Frequently when we want to test out a new feature in Elasticsearch we need some data to play with. Unfortunately, Kibana and Elasticsearch don’t provide an easy, out-of-the-box way to simply import a CSV.
That’s why there is Logstash in the known E L K stack. Its job is to watch to a data source,process incoming data, and output it into specified sources. Once started, it usually stays on and watches for any changes in the data source.
Here, I’ll guide you step by step on how to import a sample CSV into Elasticsearch 7.x using Logstash 7.x. By the end, you should be able to tweak the provided example to fit your own needs. There will be plenty of links to the official documentation, but that’s just for convenience.
Sample CSV
For this blog, I’ve imported the usual Hackernews stories from BigQuery Public Data Sets. The CSV is available here.

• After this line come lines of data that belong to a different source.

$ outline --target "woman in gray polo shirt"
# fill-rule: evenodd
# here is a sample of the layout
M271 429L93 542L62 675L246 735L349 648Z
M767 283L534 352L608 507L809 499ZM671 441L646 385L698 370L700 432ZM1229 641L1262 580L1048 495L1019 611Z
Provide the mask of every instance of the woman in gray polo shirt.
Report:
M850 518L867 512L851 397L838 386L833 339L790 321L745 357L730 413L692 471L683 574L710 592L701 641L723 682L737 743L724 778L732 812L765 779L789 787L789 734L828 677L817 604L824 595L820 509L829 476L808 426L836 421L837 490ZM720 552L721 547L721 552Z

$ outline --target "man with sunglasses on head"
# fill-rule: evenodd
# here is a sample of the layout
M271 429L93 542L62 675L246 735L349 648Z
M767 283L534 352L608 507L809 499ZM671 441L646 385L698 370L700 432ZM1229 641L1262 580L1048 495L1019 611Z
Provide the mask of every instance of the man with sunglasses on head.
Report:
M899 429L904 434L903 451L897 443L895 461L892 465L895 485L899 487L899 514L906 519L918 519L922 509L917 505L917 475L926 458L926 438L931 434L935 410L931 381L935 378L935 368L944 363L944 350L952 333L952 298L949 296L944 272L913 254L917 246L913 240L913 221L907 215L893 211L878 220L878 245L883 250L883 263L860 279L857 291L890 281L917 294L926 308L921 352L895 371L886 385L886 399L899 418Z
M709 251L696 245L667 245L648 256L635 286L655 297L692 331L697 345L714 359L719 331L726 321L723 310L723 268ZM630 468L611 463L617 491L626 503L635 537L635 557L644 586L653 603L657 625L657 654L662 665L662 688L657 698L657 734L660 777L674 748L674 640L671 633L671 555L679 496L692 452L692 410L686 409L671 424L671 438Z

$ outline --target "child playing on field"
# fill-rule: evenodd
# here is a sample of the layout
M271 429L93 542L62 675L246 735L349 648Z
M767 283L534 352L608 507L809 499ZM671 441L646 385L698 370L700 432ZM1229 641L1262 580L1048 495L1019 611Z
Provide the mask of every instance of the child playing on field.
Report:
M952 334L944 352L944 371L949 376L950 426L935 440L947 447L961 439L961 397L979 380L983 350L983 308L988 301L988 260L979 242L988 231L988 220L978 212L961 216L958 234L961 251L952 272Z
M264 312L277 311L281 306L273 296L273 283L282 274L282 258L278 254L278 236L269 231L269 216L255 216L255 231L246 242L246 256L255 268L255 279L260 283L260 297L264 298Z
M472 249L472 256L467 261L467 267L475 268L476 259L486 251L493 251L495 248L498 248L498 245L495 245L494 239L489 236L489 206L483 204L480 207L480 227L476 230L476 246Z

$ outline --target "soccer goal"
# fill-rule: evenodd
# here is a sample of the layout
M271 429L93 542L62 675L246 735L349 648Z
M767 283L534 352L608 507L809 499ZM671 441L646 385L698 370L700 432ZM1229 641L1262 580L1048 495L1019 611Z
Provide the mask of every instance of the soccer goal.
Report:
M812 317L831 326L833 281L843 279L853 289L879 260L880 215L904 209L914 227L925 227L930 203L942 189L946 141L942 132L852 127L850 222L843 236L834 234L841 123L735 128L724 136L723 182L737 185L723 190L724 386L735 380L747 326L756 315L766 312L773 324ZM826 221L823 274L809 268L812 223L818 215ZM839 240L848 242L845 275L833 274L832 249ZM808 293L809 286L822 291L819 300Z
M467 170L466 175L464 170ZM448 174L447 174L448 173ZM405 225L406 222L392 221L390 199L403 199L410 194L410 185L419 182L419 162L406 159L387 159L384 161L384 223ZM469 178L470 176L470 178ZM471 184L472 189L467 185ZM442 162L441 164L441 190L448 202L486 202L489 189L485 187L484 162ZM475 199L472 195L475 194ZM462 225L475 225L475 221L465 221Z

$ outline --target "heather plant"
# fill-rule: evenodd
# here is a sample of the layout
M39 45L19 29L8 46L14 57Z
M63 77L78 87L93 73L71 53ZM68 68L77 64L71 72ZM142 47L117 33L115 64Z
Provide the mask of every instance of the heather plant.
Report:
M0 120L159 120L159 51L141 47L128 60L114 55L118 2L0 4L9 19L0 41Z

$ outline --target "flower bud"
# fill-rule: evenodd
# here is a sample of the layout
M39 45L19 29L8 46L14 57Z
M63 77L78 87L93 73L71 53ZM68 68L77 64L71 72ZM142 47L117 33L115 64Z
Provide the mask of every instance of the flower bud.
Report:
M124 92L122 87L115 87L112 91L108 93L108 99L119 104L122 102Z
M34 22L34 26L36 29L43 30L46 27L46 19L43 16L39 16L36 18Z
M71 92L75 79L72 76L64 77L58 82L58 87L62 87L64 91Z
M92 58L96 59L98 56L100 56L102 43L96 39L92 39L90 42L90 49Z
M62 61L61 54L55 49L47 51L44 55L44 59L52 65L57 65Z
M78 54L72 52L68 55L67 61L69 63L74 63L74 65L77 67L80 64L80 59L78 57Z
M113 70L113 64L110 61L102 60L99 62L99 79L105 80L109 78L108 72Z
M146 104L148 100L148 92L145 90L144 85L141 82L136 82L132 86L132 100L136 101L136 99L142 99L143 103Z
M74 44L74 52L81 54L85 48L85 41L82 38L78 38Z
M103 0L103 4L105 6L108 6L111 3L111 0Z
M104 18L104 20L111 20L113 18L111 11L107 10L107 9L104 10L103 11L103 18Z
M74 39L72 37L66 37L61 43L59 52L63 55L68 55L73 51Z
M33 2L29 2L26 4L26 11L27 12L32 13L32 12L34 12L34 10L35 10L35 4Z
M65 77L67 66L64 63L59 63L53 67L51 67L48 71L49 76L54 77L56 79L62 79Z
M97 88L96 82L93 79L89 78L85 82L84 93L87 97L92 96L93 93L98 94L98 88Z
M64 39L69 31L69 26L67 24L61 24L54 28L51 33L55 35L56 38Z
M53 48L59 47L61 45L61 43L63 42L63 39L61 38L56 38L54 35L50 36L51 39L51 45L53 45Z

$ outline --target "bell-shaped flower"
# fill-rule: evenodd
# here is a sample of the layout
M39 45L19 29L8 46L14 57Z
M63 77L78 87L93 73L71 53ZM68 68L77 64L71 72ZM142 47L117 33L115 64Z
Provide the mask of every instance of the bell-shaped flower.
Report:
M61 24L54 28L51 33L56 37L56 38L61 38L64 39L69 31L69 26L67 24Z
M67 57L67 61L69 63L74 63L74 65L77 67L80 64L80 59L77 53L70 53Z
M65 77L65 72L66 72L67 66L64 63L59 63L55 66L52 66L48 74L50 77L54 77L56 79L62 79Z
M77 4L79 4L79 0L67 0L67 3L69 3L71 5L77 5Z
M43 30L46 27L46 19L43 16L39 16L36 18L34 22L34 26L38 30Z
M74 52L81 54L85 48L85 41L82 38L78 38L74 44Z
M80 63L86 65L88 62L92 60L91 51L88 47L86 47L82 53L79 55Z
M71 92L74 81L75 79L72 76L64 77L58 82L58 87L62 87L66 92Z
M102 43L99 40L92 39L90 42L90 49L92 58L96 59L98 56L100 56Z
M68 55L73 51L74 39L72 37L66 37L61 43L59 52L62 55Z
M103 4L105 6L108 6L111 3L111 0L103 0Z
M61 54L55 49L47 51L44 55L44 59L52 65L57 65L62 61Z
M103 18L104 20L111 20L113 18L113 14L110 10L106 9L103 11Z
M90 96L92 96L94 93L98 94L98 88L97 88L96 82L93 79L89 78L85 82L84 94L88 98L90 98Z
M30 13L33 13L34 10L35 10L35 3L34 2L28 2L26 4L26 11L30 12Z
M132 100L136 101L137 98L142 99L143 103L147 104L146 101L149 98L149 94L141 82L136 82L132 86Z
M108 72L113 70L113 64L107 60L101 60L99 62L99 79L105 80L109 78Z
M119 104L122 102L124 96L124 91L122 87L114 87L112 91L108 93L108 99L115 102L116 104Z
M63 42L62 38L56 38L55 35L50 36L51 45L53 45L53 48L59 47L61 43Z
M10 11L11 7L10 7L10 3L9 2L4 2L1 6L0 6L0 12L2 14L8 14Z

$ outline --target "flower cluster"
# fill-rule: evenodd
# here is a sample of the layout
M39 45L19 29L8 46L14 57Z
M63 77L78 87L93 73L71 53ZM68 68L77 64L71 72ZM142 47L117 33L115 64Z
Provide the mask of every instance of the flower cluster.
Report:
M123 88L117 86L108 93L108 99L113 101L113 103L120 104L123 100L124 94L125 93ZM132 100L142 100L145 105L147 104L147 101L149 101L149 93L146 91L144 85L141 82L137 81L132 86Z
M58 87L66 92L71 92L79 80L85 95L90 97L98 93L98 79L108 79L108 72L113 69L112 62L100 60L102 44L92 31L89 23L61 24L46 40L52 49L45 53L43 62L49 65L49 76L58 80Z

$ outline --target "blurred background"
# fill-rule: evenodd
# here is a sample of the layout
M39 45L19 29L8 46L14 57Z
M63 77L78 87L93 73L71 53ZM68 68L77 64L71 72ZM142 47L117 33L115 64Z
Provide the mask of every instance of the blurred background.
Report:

The schema looks like this:
Field name | Type | Description |
---|---|---|
id | INTEGER | Unique story ID |
by | STRING | Username of submitter |
score | INTEGER | Story score |
time | INTEGER | Unix time |
time_ts | TIMESTAMP | Human readable time in UTC (format: YYYY-MM-DD hh:mm:ss) |
title | STRING | Story title |
url | STRING | Story url |
text | STRING | Story text |
deleted | BOOLEAN | Is deleted? |
dead | BOOLEAN | Is dead? |
descendants | INTEGER | Number of story descendants |
author | STRING | Username of author |
Here are some sample rows (for readability purposes not all columns are selected):
id | by | time_ts | title |
---|---|---|---|
7405411 | ferhack | 2014-03-15 17:55:02 UTC | Hacker |
7541990 | jeassonlens | 2014-04-06 18:29:21 UTC | Marc Cormier, Real Estate Marketing Specialist |
7163174 | aryekellman01 | 2014-02-01 20:10:58 UTC | Accents from Around The World |
6807522 | wearefivek | 2013-11-27 11:14:52 UTC | Developer For Small, Creative Digital Design Studio |
6950020 | zeiny | 2013-12-22 11:23:41 UTC | Psychotropic drug use among people with dementia – a six-month follow-up study |
Prepare Logstash Configuration
First, follow the instructions on installing Logstash.Then, take a brief look at this full logstash configuration script. I’ll explain the details further down. The script can be downloaded here.
input {
file {
path => "/home/zenitk/hackernews.csv"
start_position => "beginning"
sincedb_path => "/dev/null"
}
}
filter {
csv {
columns => [
"id","by","score","time","time_ts","title",
"url","text","deleted","dead","descendants","author"
]
separator => ","
skip_header => true
}
date {
match => ["time_ts", "yyyy-MM-dd HH:mm:ss z"]
target => "post_date"
remove_field => "time_ts"
}
mutate {
rename => {
"dead" => "is_dead"
"id" => "[@metadata][id]"
}
convert => {
"is_dead" => "boolean"
}
remove_field => [
"@timestamp",
"host",
"message",
"@version",
"path",
"descendants",
"time"
"id"
]
}
}
output {
elasticsearch {
hosts => ["localhost:9200"]
index => "hackernews_import"
document_id => "%{[@metadata][id]}"
}
stdout {}
}
As expected, each logstash configuration file is defined with the three main elements: input , filter , and output. More information can be found here in the documentation.
Input
input {
file {
path => "/home/zenitk/hackernews.csv"
start_position => "beginning"
sincedb_path => "/dev/null"
}
}
Here we define that we want to have a file on the local machine as the source. At this point, this could be any text file, logstash doesn’t care.In the example above, we basically say that when it runs it should read from the beginning.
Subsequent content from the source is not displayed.